La poésie, du verbe grec « poieïn », faire, est une action de création bien spécifique, qui était à l’origine, considérée comme la seule discipline de la littérature. De même, la définition de Saint-John Perse met l’accent sur ce qui fait de la poésie un genre à part. Ne s’oppose-t-elle pas, souvent, à la réalité existante, ne fait-elle pas surgir un monde nouveau, parce qu’elle libère le langage de toutes les contraintes habituelles ?
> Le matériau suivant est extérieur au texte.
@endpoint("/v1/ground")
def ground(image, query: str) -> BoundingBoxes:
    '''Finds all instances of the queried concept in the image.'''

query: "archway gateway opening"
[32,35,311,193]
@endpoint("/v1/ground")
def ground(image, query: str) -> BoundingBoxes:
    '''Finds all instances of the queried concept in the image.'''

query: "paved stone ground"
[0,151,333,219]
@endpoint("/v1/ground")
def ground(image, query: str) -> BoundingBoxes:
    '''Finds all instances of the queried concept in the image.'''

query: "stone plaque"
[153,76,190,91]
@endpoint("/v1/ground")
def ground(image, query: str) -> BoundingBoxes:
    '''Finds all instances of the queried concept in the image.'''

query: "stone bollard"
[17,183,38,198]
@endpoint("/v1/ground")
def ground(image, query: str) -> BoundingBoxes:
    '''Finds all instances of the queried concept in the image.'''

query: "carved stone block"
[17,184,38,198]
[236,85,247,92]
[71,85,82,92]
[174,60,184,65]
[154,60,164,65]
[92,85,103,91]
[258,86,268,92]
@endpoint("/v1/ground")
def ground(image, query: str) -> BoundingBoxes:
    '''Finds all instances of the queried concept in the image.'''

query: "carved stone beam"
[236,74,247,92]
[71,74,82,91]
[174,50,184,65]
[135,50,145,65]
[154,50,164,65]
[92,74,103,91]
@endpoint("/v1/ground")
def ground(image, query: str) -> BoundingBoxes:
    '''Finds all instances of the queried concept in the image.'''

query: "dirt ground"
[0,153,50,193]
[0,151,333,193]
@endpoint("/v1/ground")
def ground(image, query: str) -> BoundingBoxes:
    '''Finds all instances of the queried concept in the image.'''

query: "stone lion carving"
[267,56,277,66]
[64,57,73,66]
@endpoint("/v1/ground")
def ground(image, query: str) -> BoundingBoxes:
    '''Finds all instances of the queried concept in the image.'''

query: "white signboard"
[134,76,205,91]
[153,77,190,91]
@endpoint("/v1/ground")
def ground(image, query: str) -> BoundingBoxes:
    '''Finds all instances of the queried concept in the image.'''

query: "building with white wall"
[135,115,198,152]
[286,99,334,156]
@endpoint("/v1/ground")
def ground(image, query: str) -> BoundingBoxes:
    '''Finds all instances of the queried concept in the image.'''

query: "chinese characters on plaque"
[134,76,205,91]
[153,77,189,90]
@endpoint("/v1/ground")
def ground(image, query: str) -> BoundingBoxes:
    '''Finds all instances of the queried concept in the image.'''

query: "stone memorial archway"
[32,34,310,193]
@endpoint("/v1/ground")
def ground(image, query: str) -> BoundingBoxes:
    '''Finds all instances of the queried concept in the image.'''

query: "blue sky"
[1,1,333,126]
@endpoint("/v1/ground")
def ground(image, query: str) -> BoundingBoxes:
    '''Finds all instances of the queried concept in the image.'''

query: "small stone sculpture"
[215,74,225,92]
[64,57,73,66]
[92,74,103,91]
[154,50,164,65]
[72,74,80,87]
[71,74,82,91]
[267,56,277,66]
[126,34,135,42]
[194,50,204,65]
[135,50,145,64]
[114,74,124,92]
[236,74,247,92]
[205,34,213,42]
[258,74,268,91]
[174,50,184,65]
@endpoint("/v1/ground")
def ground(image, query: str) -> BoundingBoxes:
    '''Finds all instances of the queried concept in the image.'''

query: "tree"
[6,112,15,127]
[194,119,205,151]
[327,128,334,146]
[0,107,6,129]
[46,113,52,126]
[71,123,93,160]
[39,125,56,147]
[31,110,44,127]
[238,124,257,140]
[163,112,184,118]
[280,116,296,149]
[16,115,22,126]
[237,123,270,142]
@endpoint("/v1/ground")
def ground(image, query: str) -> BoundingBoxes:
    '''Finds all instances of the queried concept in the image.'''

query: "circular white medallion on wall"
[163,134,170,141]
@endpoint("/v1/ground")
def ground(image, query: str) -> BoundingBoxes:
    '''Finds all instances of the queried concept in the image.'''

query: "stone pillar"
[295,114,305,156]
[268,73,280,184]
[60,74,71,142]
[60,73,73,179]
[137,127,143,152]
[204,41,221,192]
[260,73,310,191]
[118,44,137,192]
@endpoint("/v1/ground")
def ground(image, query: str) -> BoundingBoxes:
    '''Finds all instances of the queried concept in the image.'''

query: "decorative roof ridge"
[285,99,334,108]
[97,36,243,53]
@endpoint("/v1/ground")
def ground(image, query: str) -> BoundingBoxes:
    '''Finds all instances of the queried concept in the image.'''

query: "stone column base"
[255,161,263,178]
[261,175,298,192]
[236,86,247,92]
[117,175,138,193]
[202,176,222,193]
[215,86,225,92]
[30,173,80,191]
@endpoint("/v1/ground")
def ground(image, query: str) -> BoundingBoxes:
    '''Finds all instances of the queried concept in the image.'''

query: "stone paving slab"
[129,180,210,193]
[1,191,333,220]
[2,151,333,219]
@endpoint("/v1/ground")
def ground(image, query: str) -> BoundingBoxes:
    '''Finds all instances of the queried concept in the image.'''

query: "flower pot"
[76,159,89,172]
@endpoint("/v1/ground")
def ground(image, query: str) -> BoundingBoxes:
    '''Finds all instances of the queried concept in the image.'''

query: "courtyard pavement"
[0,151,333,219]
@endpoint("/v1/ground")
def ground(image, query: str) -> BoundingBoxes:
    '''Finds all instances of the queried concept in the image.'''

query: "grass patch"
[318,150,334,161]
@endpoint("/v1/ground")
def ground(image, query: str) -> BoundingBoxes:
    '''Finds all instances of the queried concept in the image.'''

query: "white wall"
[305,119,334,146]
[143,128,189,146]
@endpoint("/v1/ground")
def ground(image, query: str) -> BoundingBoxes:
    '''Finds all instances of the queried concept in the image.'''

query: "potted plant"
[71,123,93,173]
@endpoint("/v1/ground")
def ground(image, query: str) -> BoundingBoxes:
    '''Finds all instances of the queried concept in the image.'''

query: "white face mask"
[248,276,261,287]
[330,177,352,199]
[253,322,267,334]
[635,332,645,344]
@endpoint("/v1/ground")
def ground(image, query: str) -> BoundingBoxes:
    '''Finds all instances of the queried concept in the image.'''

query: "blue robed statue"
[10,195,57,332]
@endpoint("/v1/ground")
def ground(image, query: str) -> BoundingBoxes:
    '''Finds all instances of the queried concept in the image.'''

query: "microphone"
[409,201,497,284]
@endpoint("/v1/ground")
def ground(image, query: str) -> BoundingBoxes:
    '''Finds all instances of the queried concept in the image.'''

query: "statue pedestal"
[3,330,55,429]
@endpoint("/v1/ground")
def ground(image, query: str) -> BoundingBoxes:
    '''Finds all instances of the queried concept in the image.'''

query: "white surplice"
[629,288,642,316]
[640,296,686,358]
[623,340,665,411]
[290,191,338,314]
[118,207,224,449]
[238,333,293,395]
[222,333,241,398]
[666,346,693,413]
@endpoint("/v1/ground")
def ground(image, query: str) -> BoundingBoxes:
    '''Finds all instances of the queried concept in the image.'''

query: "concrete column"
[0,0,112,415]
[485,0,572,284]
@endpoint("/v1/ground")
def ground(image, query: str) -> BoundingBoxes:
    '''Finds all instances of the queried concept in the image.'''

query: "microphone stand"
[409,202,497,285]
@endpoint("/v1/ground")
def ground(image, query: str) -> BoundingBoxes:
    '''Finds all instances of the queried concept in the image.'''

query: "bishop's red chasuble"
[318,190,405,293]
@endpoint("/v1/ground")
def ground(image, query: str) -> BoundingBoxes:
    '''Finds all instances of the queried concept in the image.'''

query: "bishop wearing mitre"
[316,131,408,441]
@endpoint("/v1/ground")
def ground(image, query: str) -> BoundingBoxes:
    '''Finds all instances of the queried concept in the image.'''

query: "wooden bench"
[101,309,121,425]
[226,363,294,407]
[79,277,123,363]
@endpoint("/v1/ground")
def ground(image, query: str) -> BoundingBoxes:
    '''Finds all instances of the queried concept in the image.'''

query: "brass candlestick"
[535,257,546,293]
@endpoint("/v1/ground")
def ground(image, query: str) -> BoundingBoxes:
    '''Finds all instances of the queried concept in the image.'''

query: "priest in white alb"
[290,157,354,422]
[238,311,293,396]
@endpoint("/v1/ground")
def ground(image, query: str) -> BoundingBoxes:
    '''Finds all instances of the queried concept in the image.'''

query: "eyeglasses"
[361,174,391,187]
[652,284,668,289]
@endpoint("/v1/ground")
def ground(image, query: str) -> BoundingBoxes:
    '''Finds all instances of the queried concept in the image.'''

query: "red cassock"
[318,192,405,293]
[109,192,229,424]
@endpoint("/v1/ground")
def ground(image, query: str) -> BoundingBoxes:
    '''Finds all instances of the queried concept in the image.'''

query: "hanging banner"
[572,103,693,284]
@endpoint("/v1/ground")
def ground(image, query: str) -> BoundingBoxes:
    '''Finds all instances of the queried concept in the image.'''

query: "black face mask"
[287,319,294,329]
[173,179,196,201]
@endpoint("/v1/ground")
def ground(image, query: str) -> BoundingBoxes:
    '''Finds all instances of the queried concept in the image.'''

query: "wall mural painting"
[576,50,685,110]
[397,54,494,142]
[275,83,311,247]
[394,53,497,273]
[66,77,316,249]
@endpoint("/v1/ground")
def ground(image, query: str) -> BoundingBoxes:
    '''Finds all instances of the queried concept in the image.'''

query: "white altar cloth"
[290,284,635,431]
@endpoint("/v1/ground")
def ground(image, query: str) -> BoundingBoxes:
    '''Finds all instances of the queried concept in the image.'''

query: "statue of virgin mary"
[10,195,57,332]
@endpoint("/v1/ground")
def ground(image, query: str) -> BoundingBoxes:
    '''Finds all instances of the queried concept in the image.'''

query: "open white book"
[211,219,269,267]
En effet, la poésie travaille sans cesse le langage pour le rendre plus apte au dévoilement, afin que jamais le sens des mots ne se fige ou que l’on s’y « accoutume ». Pour le linguiste Jakobson, la poésie est ce qui empêche « la rouille de la pensée ». Ainsi, le poète est l’artisan des mots, la poésie est jeu verbal, invention, recherche sur le langage. Tardieu n’hésitait pas à comparer le langage poétique à des outils autonomes et essentiels à la création littéraire ; « Mes outils d’artisan/sont vieux comme le monde / verbes adverbes participes ». De fait, ce langage est plus recherché, tant sur le plan des sonorités que de sa signification, et il a cela de déroutant qu’il renvoie souvent à des références culturelles bien précises, ce que ne font pas toujours les lectures que l’on pourrait qualifier « d’habituelles ». Par exemple, lorsque Charles Baudelaire emploie le terme « helminthes » dans son poème « Au lecteur », ledit lecteur n’est théoriquement pas en possession d’un tel vocabulaire, et c’est justement cette spécificité des termes, puisqu’elle est au service d’un travail sur les mots, qui fait que l’on a bien affaire à de la poésie.  De même, Apollinaire dans son poème « Mai », issu du recueil Alcool s'exclame : « Qui donc a fait pleurer les saules riverains ». A travers cette usage, il redonne au mot sa véritable image et valeur, son sens premier (« donner un sens plus pur aux mots de la tribu »), qui a été détérioré par l'usage commun du mot. Cette expression « saule pleureur » a été lexicalisée et tellement utilisée qu'elle ne fait plus image, elle est réduite à un simple arbre. Pour raviver la métaphore, pour la faire « comparaître » à nouveau, il a bien associé d'autres mots à celle-ci. Le sens qu'il veut lui donner s'obtient par la place qu'il a dans la phrase et par les mots et les signes qui l'entourent et ont pour fonction de révéler la vérité d'une chose, la manifester ou la démontrer. En cela, le poète oblige son lecteur à rompre avec ses habitudes lexicales pour s’immerger dans un nouvel univers du langage.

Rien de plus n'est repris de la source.